Alisha Sadikot is a SOAS scholar who works at the intersection of heritage conservation, education and local histories. When it comes to the folk, oral and intangible heritage of a country as vast and varied as India, social media can play a role in conserving them in formats closer to their original ones, she says. Stories can be performed live again; heirloom recipes can be shared alongside the traditions and stories that shaped them. “The important thing is to ensure that such content checks four boxes. It must be authentic, inclusive, relatable and relevant.” Excerpts from an interview.
Folk and oral heritage tend to suffer because so much of it is in intangible forms. What role can social media play in conserving it?
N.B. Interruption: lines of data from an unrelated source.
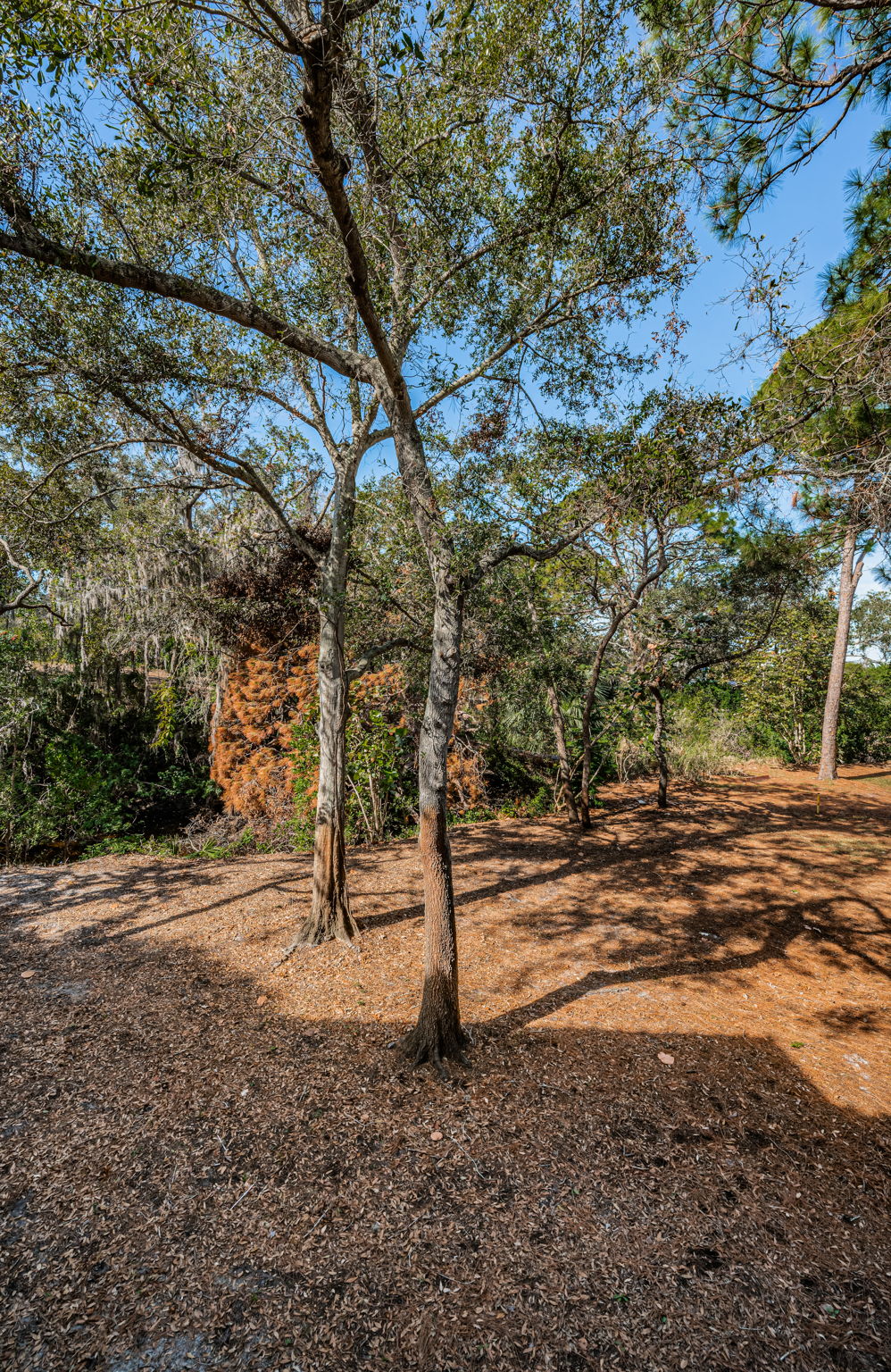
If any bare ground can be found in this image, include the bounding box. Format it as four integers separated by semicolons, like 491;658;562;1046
0;768;891;1372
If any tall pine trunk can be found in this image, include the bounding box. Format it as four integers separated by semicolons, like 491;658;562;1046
547;682;579;824
292;476;358;947
817;524;863;781
404;586;468;1070
650;686;668;809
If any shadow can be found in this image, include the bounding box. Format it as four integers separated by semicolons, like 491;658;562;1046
0;888;891;1372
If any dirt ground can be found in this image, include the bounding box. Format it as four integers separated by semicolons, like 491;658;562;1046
0;768;891;1372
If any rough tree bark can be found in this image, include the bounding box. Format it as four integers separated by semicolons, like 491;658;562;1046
579;628;616;829
403;587;468;1072
545;682;579;824
385;395;468;1072
650;686;668;809
281;468;358;962
817;524;863;781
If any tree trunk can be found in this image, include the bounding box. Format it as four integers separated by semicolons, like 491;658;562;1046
579;615;616;829
547;682;579;824
292;474;358;948
403;586;468;1072
650;686;668;809
817;524;863;781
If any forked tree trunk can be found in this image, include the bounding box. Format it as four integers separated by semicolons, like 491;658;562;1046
403;586;468;1072
817;524;863;781
650;686;668;809
547;682;579;824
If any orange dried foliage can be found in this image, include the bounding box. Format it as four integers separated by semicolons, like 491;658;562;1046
211;643;318;827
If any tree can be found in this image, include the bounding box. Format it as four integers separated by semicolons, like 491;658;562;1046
627;522;810;809
754;291;891;781
0;0;684;1059
642;0;891;236
559;389;747;829
851;591;891;664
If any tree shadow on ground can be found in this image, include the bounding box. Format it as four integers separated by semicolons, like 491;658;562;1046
0;889;891;1372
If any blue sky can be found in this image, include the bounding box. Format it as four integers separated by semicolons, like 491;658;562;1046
680;99;886;596
681;107;881;395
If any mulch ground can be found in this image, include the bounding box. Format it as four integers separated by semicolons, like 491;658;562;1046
0;768;891;1372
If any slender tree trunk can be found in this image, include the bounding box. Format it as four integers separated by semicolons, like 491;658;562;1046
817;524;863;781
292;478;358;948
650;686;668;809
547;682;579;824
403;586;468;1072
579;615;616;829
385;400;468;1072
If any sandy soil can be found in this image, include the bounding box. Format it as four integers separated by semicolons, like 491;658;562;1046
0;768;891;1372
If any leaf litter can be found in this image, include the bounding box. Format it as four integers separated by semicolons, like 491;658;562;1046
0;773;891;1372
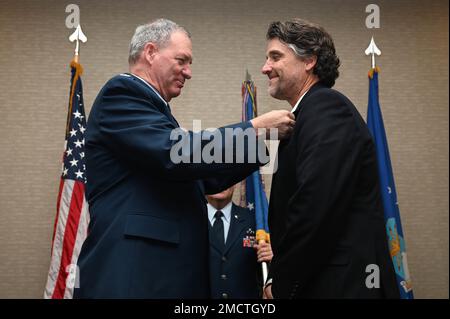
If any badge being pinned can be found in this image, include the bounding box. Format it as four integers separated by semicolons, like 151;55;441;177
242;228;256;248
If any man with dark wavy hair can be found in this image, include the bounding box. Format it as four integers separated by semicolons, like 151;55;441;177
262;19;398;298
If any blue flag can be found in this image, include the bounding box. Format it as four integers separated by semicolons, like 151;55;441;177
367;68;414;299
241;81;270;243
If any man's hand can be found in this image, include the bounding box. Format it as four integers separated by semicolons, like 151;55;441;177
253;241;273;263
250;110;295;140
263;284;273;299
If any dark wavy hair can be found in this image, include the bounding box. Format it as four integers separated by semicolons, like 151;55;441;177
267;19;340;88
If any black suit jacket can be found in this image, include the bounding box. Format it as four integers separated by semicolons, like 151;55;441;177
209;204;262;299
269;83;398;298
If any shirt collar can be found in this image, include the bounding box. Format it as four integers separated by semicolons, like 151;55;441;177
207;202;233;224
131;73;168;106
291;90;309;113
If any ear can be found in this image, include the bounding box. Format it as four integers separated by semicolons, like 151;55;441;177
142;42;158;64
304;55;317;72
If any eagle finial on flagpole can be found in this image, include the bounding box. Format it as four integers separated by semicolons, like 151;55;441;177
69;25;87;63
245;69;252;82
365;37;381;69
People are doing a lot of interesting things to conserve our folk and oral heritage on social media. What is amazing about the digital medium in this context is that it gives you a democratic platform for sharing these traditions. So people who couldn’t reach too many people organically, suddenly have a larger audience.
For people who wish to access this content too, it’s now easier than going to a physical event. In the pandemic, people are giving the medium a focus that perhaps should have been given much earlier.
There are issues. Everyone has become a content creator, and this can make the audience confused or fatigued. So the oral or folk heritage communicator needs to be authentic in what they are sharing, authentic to the traditional knowledge, accurate with research and informational.
In a world of new stories, new recipes, new formats, why does it matter that we preserve these forms of heritage?
In exploring these traditions, first, we learn new things about ourselves and others. Second, these traditions often offer, in today’s context, healthier and more sustainable alternative. So rather than ordering fast food, people may give a traditional recipe a try, or help a local business. Or they might learn what fish are in season, because you shouldn’t eat the fish when they are breeding. Fishing communities like the Kolis have inherited knowledge on this. And in the digital medium, they can reach a wider section of consumers.
But most importantly, we have so many different cultures and identities. Preserving our folk, oral and cultural traditions is also about preserving our diversity because we lose so much in the loss of intangible traditions. This is vital if we are to build a more inclusive world. Of course, educators face the challenge of making the traditional relevant and relatable today. The arts can’t be stagnant. They remain alive by changing.
That sense of continuity within change can give a young person a vital sense of belonging, a sense of who they are and where they come from. Which is also a vital thing to have, in a world striving to be inclusive but diverse and authentic.
Is there a downside?
I don’t think the digital medium can ever replace the physical or the analogue, yet it can play a very important role. A puppetry performance or a theatre performance online vs in a traditional physical setting won’t be the same. I think it shouldn’t be “either or” anymore as I don’t think going back completely to the physical would be advisable as the reach of the virtual is so much greater.